Expenses continued to outweigh income by a wide margin. Total expenses for the quarter came in at Rs 24.30 lakh, led by employee benefit costs of Rs 6.51 lakh and other expenses of Rs 17.78 lakh. Earnings per share remained in the red at Rs (0.11) for the quarter.
The balance sheet reflects a company with significant assets on paper but limited operational momentum. Total assets stood at Rs 23,065.57 lakh as of September 30, 2025, broadly unchanged from March 2025. Equity share capital remained steady at Rs 2,152.50 lakh, while total equity was reported at Rs 18,004.85 lakh.
Cash and cash equivalents saw a modest uptick to Rs 6.75 lakh from Rs 4.68 lakh earlier, supported by a positive operating cash flow of Rs 180.01 lakh for the period.

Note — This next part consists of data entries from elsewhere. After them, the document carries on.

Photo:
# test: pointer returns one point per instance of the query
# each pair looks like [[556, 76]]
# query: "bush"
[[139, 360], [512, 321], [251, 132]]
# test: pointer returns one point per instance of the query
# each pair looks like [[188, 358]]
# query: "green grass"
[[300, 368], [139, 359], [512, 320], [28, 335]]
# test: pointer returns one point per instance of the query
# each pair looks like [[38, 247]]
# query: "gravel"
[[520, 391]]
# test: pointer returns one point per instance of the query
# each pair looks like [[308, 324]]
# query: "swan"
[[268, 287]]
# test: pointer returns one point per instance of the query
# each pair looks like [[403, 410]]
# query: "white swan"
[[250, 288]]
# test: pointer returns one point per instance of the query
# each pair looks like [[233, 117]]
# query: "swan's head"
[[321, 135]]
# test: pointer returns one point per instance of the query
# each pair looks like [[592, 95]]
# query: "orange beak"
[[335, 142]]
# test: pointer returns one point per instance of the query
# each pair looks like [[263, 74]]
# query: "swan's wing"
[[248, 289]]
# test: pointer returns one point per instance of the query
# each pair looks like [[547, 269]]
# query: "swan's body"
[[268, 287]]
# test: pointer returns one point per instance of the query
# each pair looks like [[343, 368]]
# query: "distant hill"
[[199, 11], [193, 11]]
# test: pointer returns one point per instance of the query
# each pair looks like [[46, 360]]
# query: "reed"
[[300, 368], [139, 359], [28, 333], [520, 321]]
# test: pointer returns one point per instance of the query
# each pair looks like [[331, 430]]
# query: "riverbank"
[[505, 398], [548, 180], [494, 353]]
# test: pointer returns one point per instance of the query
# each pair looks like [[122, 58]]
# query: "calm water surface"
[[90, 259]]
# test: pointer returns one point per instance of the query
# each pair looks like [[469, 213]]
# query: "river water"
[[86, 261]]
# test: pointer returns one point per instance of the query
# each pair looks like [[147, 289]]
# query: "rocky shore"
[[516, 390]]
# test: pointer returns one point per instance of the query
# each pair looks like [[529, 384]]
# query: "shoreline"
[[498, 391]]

Yet, beneath these numbers lies a more complex narrative. The company’s auditors flagged their inability to obtain sufficient evidence to form a conclusion on the financial statements, citing lack of access to records. They also raised concerns over the company’s ability to continue as a going concern, pointing to insufficient funds, delayed recoveries, and stalled content investments.
Adding to the governance overhang, the company disclosed that Rana Zia has resigned as whole-time director, effective October 16, 2025, citing other professional commitments. The resignation, noted and accepted by the board, also brings an end to her role across company committees.
Regulatory pressures continue to loom large. The Securities and Exchange Board of India has already initiated penal actions for non-compliance with listing norms, with trading in the company’s shares remaining suspended. There is also a risk of promoter demat accounts being frozen.
Legacy legal issues remain unresolved. A substantial deposit of Rs 694,027.88 thousand linked to the long-running OFCD dispute involving Sahara group entities is still under the purview of the Supreme Court of India. Restrictions on asset disposal continue to weigh on the company’s financial flexibility.
Operationally, challenges persist across multiple fronts. Advances worth Rs 1,92,916 thousand given for film content remain stuck, with delays in project completion and uncertain recoverability. The company’s YouTube channel, despite being operational, has generated no revenue for over three years due to compliance lapses. In a further twist, management has indicated that revenues may have been fraudulently diverted through unauthorised changes to its AdSense account, with a police complaint in the works.
There are also missed revenue opportunities. Television content rights continue to be used by a related party despite the expiry of the licence agreement, with fresh negotiations still underway.
For now, Sahara One Media and Entertainment Limited appears caught between legacy disputes and present-day operational hurdles. As losses linger and governance questions mount, the road to recovery looks less like a sprint and more like a slow trudge through shifting sands.